The study encountered several limitations. First, it was limited to a small, single-center design with a short follow-up period, which prevents drawing conclusions about the long-term effects of ONS during dialysis on the reduction MIS and related nutritional, metabolic, and inflammatory issues. However, the follow-up duration of up to 12 weeks was still deemed effective for observing significant changes in nutritional status and adherence to dietary plans30. Therefore, the long-term efficacy and safety of ONS during dialysis require further investigation. Second, we did not measure changes in other protein catabolism states and inflammatory biomarkers during treatment, and mechanistic associations between ONS during hemodialysis and overall nutritional changes in ESKD were not assessed.

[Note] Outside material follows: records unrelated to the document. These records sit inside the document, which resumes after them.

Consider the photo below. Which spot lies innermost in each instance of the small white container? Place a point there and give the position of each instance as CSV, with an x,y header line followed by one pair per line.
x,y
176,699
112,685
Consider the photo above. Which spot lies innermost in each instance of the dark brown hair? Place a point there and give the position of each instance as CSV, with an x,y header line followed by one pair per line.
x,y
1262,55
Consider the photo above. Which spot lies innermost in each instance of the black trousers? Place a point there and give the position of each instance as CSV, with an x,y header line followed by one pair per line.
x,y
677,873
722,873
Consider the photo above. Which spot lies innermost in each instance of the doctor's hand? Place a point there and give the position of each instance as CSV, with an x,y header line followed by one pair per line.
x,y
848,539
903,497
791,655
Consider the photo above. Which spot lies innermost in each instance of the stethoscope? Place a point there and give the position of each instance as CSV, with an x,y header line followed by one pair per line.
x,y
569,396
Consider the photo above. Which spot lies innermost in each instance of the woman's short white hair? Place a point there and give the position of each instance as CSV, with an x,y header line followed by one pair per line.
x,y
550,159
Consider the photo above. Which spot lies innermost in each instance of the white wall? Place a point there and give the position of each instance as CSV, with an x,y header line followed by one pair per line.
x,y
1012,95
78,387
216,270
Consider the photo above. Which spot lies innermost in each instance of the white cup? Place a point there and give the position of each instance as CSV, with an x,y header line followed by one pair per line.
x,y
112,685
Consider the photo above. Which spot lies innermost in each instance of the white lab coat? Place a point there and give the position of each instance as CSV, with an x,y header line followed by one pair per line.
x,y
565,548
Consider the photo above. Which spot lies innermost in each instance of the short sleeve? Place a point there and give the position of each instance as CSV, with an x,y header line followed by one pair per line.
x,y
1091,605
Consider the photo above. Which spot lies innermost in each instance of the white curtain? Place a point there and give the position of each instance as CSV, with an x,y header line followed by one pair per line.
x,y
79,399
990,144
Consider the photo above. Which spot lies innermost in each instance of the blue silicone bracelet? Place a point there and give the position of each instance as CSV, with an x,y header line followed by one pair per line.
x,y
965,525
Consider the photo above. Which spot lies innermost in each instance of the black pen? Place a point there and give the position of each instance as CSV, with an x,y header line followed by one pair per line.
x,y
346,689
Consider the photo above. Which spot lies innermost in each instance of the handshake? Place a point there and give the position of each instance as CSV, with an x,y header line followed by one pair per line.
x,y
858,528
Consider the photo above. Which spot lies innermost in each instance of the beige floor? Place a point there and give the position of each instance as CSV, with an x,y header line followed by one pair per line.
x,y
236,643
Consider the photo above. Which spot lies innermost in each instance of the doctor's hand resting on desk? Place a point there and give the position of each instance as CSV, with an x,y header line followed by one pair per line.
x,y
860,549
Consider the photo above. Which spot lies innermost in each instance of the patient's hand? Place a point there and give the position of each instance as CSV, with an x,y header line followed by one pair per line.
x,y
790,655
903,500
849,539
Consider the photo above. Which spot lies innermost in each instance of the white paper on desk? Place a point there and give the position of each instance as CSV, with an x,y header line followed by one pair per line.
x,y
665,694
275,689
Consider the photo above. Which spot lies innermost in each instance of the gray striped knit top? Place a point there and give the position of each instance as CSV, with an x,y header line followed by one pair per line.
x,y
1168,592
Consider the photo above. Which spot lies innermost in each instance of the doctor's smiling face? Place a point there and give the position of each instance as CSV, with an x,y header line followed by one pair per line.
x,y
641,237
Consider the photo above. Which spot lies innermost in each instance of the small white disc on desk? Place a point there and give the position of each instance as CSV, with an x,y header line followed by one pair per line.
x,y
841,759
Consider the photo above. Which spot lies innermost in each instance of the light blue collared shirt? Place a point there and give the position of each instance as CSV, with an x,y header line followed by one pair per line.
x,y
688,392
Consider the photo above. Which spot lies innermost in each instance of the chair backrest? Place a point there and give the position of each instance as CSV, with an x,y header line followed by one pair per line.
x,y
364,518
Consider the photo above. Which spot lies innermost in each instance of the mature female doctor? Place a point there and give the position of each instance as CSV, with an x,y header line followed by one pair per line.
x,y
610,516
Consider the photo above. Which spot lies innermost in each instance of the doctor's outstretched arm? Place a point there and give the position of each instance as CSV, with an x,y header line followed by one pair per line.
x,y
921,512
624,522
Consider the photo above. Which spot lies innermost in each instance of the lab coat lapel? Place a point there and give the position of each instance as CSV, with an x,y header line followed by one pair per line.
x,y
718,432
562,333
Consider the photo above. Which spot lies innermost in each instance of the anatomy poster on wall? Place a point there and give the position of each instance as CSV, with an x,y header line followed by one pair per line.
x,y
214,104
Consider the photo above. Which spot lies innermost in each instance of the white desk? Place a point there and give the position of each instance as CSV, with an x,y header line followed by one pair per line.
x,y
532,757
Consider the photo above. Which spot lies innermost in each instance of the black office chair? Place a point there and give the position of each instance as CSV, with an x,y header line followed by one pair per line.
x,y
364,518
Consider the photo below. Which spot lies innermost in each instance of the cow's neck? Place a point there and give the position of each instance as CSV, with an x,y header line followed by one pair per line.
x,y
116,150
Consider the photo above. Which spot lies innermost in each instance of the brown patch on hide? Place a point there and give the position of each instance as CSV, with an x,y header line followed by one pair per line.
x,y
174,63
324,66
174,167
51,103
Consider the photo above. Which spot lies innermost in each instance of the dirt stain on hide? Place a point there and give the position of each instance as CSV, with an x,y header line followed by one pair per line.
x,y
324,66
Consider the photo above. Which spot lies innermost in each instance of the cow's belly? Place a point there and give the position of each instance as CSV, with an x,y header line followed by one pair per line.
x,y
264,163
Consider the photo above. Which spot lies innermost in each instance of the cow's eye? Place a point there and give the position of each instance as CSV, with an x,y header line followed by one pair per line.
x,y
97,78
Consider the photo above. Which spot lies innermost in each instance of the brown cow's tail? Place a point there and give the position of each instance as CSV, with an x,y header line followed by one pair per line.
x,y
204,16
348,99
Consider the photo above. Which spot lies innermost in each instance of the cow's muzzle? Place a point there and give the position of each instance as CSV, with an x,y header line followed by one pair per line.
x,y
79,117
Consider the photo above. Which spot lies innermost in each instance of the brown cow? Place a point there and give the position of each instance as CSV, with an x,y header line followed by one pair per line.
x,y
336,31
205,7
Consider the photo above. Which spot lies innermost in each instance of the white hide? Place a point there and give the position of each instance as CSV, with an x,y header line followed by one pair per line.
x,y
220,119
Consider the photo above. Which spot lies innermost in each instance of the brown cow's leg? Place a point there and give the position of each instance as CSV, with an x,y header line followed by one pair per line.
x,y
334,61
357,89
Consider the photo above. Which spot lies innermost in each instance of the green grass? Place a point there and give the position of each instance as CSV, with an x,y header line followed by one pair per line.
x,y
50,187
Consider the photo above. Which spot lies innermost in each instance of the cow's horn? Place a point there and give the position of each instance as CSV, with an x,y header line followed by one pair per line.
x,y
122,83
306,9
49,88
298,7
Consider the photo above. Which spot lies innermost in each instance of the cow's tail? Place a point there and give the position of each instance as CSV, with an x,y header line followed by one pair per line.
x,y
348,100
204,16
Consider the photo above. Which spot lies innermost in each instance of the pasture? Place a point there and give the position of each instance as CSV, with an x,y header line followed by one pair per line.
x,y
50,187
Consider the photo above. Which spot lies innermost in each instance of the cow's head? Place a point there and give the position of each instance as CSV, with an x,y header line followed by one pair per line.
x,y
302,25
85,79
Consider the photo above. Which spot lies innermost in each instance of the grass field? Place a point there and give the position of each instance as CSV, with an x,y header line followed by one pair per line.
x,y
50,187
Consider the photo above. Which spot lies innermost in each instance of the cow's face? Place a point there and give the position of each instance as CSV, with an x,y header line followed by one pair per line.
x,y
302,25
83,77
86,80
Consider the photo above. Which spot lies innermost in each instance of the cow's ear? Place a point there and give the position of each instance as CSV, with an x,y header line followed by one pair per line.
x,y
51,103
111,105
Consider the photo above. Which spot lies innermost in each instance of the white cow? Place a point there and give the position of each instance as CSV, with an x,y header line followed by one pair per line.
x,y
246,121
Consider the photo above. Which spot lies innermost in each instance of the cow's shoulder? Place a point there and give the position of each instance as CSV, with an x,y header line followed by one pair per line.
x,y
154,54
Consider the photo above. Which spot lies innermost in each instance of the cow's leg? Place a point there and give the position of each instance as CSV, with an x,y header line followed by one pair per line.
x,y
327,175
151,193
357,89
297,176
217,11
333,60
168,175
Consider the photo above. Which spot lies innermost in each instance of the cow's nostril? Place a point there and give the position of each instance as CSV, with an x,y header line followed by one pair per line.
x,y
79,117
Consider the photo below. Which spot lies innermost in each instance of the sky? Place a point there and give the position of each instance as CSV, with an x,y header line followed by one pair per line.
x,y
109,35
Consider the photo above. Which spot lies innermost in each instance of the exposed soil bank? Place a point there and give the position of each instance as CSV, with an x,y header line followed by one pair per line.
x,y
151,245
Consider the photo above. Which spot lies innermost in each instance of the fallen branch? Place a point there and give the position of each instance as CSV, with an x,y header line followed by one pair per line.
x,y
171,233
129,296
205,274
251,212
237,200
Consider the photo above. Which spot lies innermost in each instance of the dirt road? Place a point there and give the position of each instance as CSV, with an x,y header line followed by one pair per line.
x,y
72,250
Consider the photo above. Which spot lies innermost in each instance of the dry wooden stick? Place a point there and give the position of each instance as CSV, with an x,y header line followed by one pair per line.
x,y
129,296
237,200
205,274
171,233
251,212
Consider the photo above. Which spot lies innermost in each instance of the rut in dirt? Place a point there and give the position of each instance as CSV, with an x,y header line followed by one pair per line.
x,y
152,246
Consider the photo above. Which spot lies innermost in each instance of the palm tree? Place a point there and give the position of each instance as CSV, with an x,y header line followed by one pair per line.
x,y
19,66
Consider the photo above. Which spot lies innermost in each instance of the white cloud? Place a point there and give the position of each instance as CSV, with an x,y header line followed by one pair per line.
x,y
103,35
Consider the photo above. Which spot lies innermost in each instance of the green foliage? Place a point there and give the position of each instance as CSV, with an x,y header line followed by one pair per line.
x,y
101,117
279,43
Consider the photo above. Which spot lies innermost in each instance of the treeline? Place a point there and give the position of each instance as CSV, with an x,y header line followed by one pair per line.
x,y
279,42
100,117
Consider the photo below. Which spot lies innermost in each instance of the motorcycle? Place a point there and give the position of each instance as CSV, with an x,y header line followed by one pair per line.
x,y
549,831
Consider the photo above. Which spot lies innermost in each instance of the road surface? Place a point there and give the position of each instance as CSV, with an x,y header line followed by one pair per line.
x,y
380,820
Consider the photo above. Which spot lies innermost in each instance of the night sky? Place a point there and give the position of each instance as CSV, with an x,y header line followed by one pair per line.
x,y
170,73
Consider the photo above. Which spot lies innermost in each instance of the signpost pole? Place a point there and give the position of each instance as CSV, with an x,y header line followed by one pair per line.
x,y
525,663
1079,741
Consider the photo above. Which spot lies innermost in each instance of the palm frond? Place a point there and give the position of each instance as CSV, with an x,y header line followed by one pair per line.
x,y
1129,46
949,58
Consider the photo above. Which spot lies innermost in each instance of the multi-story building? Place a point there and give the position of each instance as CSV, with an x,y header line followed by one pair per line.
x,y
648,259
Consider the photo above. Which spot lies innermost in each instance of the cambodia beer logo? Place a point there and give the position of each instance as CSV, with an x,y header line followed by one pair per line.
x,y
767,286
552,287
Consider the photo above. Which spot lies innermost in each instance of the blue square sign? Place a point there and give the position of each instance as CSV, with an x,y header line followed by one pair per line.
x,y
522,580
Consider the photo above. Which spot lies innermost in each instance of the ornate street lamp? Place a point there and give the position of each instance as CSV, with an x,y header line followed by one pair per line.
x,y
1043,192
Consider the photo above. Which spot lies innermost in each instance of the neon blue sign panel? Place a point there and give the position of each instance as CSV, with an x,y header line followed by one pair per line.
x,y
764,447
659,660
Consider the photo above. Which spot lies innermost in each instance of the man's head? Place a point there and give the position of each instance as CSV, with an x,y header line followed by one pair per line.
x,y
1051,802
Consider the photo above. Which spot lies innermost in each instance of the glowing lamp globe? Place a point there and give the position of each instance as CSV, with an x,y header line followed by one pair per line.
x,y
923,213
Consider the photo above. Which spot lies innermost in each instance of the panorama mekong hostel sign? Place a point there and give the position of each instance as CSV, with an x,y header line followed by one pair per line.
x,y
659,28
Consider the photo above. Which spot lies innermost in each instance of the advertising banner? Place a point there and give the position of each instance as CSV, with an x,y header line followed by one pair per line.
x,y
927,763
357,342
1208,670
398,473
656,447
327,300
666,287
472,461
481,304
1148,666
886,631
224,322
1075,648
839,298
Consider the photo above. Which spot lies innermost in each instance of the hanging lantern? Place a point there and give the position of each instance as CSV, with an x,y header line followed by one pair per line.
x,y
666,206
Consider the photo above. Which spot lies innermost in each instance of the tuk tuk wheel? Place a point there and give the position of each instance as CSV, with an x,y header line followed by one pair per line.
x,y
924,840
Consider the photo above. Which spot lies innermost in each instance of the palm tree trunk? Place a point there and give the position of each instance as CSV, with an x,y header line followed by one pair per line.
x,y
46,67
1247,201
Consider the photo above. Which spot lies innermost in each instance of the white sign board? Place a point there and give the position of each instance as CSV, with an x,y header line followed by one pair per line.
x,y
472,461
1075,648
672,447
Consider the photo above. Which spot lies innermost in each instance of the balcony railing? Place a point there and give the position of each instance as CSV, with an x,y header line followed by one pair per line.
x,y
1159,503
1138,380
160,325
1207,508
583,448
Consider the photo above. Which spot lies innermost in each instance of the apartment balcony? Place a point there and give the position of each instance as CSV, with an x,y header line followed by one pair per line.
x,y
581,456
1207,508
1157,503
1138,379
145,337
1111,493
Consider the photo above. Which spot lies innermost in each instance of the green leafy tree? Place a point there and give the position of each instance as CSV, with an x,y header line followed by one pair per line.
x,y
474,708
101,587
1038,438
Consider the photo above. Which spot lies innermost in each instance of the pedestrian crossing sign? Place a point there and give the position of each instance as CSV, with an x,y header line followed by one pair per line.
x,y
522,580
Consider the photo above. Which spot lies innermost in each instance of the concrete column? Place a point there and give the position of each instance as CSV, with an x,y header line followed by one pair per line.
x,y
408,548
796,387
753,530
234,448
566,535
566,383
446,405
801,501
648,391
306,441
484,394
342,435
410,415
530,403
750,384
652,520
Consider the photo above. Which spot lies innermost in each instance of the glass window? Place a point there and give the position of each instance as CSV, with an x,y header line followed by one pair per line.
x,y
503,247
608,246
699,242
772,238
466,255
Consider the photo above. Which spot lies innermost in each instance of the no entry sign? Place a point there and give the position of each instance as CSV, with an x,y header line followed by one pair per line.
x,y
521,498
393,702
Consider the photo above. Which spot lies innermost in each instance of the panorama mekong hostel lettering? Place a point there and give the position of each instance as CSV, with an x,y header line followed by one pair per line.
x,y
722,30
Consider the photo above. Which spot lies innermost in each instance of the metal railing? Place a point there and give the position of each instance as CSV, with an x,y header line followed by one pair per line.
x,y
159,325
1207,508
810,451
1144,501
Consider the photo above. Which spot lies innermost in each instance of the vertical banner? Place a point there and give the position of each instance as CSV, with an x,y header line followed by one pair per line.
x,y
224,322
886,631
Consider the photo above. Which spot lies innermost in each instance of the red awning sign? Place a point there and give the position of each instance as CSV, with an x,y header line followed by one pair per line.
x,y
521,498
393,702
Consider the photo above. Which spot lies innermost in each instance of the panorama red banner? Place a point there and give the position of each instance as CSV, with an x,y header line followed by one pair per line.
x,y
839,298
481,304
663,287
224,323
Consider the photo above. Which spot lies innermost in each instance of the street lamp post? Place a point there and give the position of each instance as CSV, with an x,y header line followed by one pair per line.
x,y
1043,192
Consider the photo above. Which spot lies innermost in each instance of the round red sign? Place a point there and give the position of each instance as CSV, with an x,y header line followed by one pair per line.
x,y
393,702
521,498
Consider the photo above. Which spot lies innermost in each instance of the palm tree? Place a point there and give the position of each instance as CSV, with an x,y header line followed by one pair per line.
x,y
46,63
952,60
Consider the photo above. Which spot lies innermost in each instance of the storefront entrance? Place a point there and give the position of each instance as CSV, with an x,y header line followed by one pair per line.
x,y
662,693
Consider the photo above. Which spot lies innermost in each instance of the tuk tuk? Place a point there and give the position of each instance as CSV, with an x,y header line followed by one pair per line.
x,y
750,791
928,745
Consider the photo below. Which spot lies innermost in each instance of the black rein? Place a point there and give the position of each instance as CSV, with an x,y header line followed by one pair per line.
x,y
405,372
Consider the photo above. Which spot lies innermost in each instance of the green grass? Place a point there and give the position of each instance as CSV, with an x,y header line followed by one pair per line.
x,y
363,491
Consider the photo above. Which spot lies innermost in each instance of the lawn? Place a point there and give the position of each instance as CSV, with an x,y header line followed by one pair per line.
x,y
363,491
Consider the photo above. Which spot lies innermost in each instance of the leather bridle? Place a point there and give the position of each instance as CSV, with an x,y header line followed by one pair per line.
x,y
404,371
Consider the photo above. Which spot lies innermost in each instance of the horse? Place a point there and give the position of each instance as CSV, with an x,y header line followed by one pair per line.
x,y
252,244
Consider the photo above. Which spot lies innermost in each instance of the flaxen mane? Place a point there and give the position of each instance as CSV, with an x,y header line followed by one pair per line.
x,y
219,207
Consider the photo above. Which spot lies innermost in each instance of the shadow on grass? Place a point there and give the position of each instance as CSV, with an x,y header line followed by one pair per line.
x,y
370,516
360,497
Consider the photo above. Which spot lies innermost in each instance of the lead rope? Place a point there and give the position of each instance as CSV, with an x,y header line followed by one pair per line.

In conclusion, ONS administration during dialysis in ESRD patients shows similar effects on overall nutritional biomarkers but produces lower MIS levels than controls after 12 weeks of treatment. Our findings suggest the therapeutic potential of ONS during hemodialysis in the ESRD population. Further study is necessary to determine the long-term effects of intradialytic ONS supplementation on the prevalence of malnutrition, hospitalization, and mortality among ESRD patients due to decreased MIS levels.